The biggest challenges I had with making my own koldūnai was my own clumsiness and lack of experience. Once I got the hang of it, things moved along steadily, and it didn’t take long for me to make a decent batch–not all perfect, but not bad for a first try.
This time around, I made four kinds of koldūnai: traditional (ground beef as well as mushroom) and non-traditional (mac & cheese and pulled pork.) Patty’s Pierogis, a restaurant in nearby Fall River, Massachusetts, and featured on Food Network’s “Diners, Drive-Ins and Dives,” is where my daughter first had mac & cheese pierogis. She was instantly hooked and begs for them every year.
Here’s my beef recipe…
1/2 onion, finely chopped
1 pat of butter
1 lb. ground beef
1 egg
1/2 cup breadcrumbs (I use gluten-free)
I make my gluten-free breadcrumbs with Udi’s frozen GF bread that I toast, then chop in a food processor. I think it tastes better than store-bought GF breadcrumbs in a can, and it tastes as good as regular breadcrumbs.

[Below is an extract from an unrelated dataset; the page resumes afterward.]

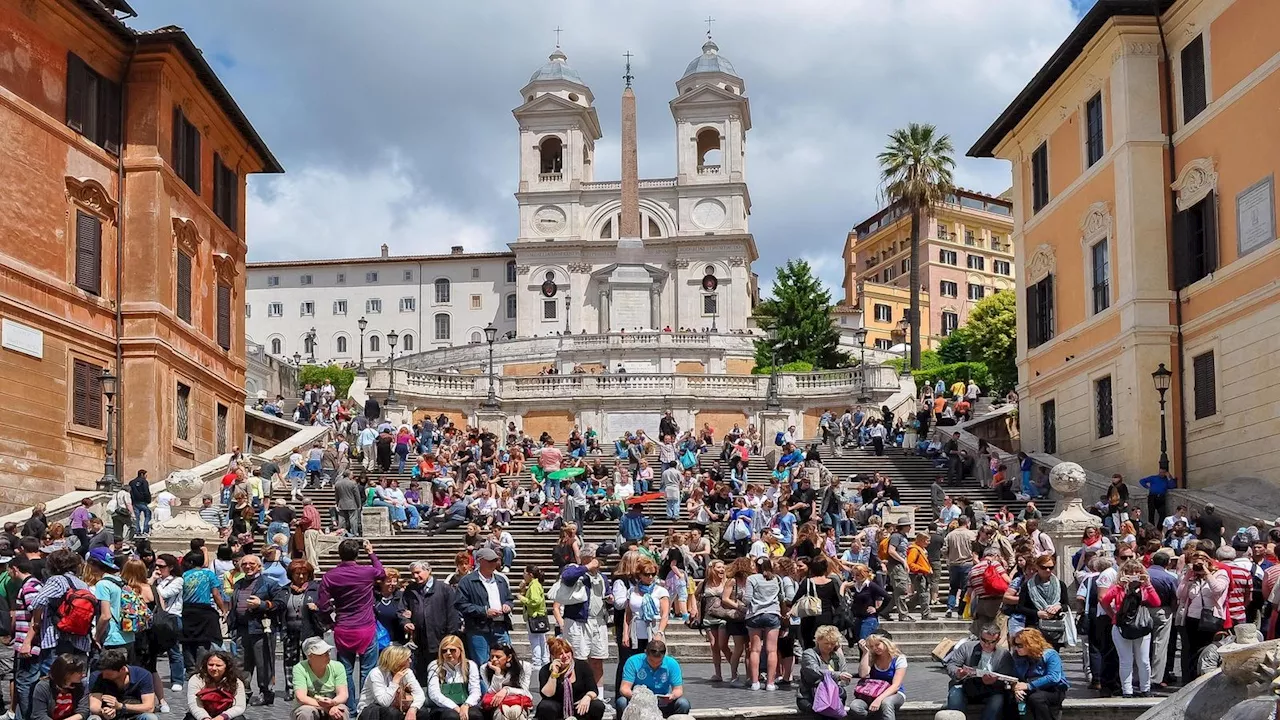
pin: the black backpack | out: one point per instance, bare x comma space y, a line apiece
1133, 619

Finely chop the onion and sauté it in the butter until translucent. Let it cool, then add it to 1 lb. of thawed ground beef. Add the egg and the breadcrumbs. Season with salt and pepper. Mix the ingredients thoroughly and keep the meat in the fridge until you’re ready to use it.
In my childhood home, you cannot possibly serve koldūnai without sour cream on the side and without spirgučiai (spir-guh-chay), chopped and fried bacon and onions that are sprinkled on top.

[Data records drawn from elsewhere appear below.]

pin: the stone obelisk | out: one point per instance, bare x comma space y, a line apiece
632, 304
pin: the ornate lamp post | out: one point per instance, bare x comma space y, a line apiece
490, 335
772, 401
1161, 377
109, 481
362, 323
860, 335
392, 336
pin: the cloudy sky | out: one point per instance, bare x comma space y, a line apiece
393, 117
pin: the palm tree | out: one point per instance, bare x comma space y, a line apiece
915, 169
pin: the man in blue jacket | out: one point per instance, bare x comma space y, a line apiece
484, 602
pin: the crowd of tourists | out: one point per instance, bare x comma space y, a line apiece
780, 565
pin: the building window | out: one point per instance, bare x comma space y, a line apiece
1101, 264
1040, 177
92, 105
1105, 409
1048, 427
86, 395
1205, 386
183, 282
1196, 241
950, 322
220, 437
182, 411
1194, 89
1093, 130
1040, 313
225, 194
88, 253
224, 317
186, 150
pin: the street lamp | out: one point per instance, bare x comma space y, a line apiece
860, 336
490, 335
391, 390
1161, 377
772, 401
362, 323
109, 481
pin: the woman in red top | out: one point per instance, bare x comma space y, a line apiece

1 lb. bacon, finely chopped
1 large onion, finely chopped
In a large pan, fry the chopped bacon until it’s almost crisp. Never drain the fat! Add the chopped onions and cook until they are soft. Set aside. (My Mom always kept a stash of spirgučiai in a container in the fridge, and sprinkled them on anything and everything.)
Making the dough is simple.
2 cups all-purpose flour (gluten-free or regular)
1 cup water
I don’t use salt in the dough because I boil the koldūnai in salted water later.
Combine the ingredients in a bowl, mixing with your hands. Keep adding flour in small amounts until the dough isn’t wet and sticky. When it forms a nice ball, remove it from the bowl and place it on a floured surface and knead it a bit more. Cut the ball into quarters, and work with these smaller pieces of dough.
If you’re using the ravioli maker method, each quarter will make one sheet of dough for the top or bottom of the ravioli maker. If making them by hand, each sheet will give you about 8 crescent-shaped koldūnai.
For the rolling-pin method, roll each quarter out until the dough is about 1/8″ thick. Cut circles out of the dough using a cookie cutter, rocks glass, or whatever else you have handy. Add about a teaspoonful of filling in the center of the dough, then fold the edges over and pinch them with your fingers. Flip it over and pinch again, making sure none of the filling seeps out. A tight edge means the koldūnai won’t break open when you put them in boiling water.
Place the koldūnai on a sheet pan dusted with flour, and when you’re done, place the sheet pan in the freezer.
Get a large pot of salted water boiling. Drop the koldūnai in gently, being careful not to overcrowd them. If the dough is thin, the koldūnai will be ready when they float up to the surface. A thicker dough will need longer cooking. The best way to know if they’re done is by taking one out, cutting it open and having a look (and taste!)
When plating, sprinkle generously with spirgučiai, and serve with sour cream on the side.
My conclusion: When all is said and done, the old ways are still the best. Although the ravioli maker did a good job, in many ways it was just as time-consuming. And the finished mini-raviolis did not have the dough-to-filling ratio that I find so satisfying with classically made koldūnai. We sampled both side-by-side, and there really was a difference. I’m sticking with the classic methods for now! Mom will be proud.